Вслух он сказал:
– А я бы не прочь выпить кофе, если удастся высвистать нашу вооруженную девицу. И впредь умоляю тебя навещать этот семейный мемориум без меня.
Леон засмеялся и поднял руку, пытаясь привлечь внимание кого-нибудь из запаренных официантов.
– Что касается оружия, – продолжал Натан, якобы отзываясь на вопрос, но, как обычно, уклоняясь от прямого ответа, – так оно и сейчас течет рекой, вот разве уже не совсем к нам, и нам уже не очень этого хочется.
– На днях заглянул в «Вашингтон пост» и читаю: «Мы озабочены тем, что оружие из Ливии и Ирана с угрожающей скоростью распространяется в Сирию, Египет, в Ливан, на Синай и в Газу…» – кажется, так. «Мы» – это ООН. Очередной доклад.

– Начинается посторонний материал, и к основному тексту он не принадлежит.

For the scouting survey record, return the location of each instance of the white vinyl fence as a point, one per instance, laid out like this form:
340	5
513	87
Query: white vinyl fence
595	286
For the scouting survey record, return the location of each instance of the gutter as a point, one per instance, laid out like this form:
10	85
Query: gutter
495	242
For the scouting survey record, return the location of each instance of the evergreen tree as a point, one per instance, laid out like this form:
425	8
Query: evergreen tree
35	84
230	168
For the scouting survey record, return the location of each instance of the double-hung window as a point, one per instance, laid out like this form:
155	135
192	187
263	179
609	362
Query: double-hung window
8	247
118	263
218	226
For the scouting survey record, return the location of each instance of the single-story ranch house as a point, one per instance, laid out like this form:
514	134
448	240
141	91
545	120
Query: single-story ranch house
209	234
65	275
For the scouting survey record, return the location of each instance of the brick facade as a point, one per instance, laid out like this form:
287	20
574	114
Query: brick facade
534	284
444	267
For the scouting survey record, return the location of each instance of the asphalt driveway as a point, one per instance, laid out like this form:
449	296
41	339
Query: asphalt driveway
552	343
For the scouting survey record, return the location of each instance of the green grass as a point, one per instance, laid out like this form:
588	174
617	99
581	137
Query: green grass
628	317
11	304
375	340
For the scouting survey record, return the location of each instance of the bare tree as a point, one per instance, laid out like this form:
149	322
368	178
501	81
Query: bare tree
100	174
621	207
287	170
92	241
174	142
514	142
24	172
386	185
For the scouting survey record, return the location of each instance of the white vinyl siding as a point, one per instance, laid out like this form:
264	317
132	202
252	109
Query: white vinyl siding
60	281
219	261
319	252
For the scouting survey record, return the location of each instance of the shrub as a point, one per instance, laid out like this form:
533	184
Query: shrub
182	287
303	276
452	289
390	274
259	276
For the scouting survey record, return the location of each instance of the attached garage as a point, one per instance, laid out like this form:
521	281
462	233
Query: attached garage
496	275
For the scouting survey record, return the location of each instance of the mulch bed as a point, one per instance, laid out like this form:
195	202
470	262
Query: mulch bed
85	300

– ООН… пф-ф! – фыркнул Натан. – Эти-то перманентно в стадии «озабоченности». Такая рыхлая старая вдовица в Альцгеймере, не способная шевельнуть ни одной конечностью, даже когда вонючий сброд волочет по улицам Бенгази посла великой державы, на каждом углу насилуя его, уже мертвого… Вот теперь западные говнюки нюхнули аромат цветочков милой их сердцу «арабской весны», к которой сами приложили лапу. Они еще не представляют себе ее зрелые яблочки. Впрочем, им уже и деться некуда: что бы они сейчас ни предприняли, конец один – гибель очередного великого, глупого, высокомерного и развращенного Рима… Неплохо играет, а? – заметил Натан, кивая на рояль. – Но и он, бедняга, смотри, как потеет…

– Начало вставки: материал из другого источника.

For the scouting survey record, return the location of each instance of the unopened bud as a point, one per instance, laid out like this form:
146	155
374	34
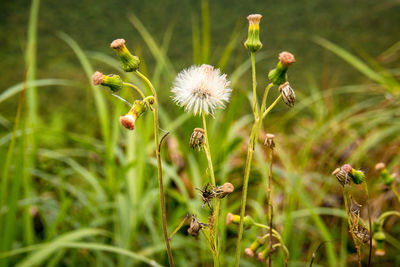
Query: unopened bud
195	226
269	141
288	95
380	238
128	120
357	176
278	75
253	43
197	138
129	62
113	81
343	174
263	254
223	190
386	178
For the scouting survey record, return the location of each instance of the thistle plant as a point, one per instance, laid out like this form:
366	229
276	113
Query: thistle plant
387	179
130	63
277	77
358	230
202	89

Леон улыбнулся, в который раз дивясь наблюдательности Натана. Пианист и правда потел и в паузах пользовался платком, тоже, кстати, белым. Доставал его откуда-то из-под зада, вытирал потный лоб и опять подсовывал то под правую, то под левую ягодицу, хотя мог положить и на рояль – это было бы куда приличнее. Сам Леон заметил манипуляции с платком под задницей во второе свое посещение кафе и в гораздо более созерцательной обстановке. От Калдмана же, в каком бы напряжении он ни был, никогда не ускользали движения, жесты и даже взгляды окружающих в радиусе нескольких метров.
– Вообще же, у нас все по-прежнему, – продолжал Натан. – Говоришь – «Вашингтон пост». Странно, что ты еще просматриваешь прессу. Не удивлюсь, если ты вообще перестал следить за новостями, после того как похерил старых друзей…

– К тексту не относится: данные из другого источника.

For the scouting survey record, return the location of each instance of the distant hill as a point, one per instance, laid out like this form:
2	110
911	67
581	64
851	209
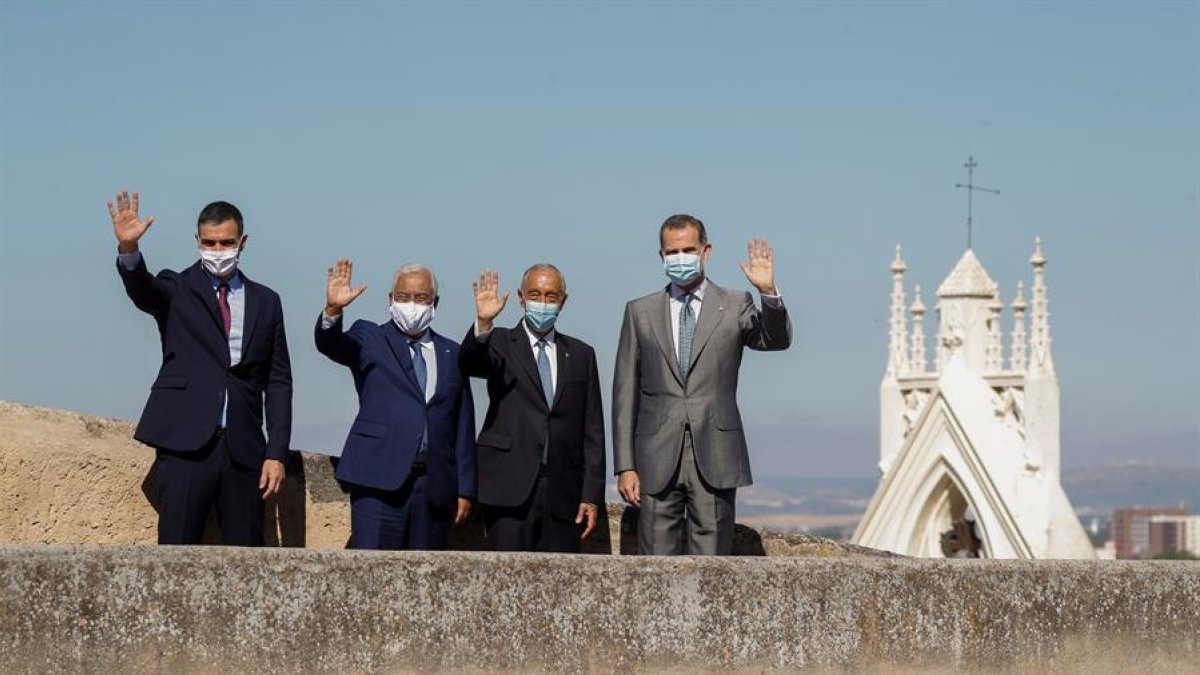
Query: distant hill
1103	489
1092	490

Выдержал паузу в ожидании реакции собеседника, не дождался и подхватил нить собственных слов:
– И правильно! Ближний Восток – гниющая куча падали. Персы в свое удовольствие фаршируют оружием «Хизбаллу» и ХАМАС, шииты по традиции режут суннитов и наоборот; саудиты, салафиты и «Братья-мусульмане» грызутся за сферы влияния в странах Персидского залива… Что еще? Так, мелочи: глобализация джихада, подготовка боевиков в каждой подворотне, каждая новая группировка объявляет главную богоугодную цель: стереть нас с карты мира. При этом в сирийской резне уже погибло втрое больше арабов, чем за все наши с ними войны, но, как говорила моя бабушка, «кому мешают ваши маленькие семейные радости?»… – Он вздохнул: – Ненависть, мракобесие и кромешный ужас. Видал вчерашнюю новость: чик-чик, и голова британского полицейского падает на травку ухоженного газона: «Я стригу свою траву уже триста лет, сэр!» – «А мы, сэр, отныне будем стричь ваши гяурские бошки»…
Калдман бросил взгляд на левое запястье, решив, что еще минуту-другую можно отдать на светские новости. И тем же легким, светлым, слегка рассеянным тоном продолжал:
– Ну, и прочие приятные вести: медики «Аль-Каиды» в ближайшем будущем навострятся имплантировать пентрит в задницу очередному шахиду: взрывайся, родной, на здоровье. Талантливые ребята! Пентрит не в состоянии обнаружить ни один сканер в аэропорту. Вспомни покушение на главу саудовской разведки, на этого принца, как его, Мухаммада бин Наифа, к которому подослали молодчика с бомбой в жопе. Или этот «рождественский террорист», что пронес бомбу в трусах? Я уж не говорю о персах, об их веселых центрифугах: при новом президенте Иран делает свою атомную бомбу с улыбкой, и он ее сделает, помяни мое слово.
– Но американцы…
Калдман раздраженно махнул рукой:
– Американцы ни черта не понимают в персах и никогда не понимали! Персы – это две с половиной тысячи лет великой империи! Это не индейцы, продавшие Манхэттен за нитку бус. Персы торгуют коврами две тысячи лет! И чем их хотят купить эти западные дикари в смокингах? Сейчас, когда бомба есть у Индии, Китая, России и даже у проклятого Израиля, персы – и я их понимаю! – обуяны стремлением взять реванш в нашем регионе.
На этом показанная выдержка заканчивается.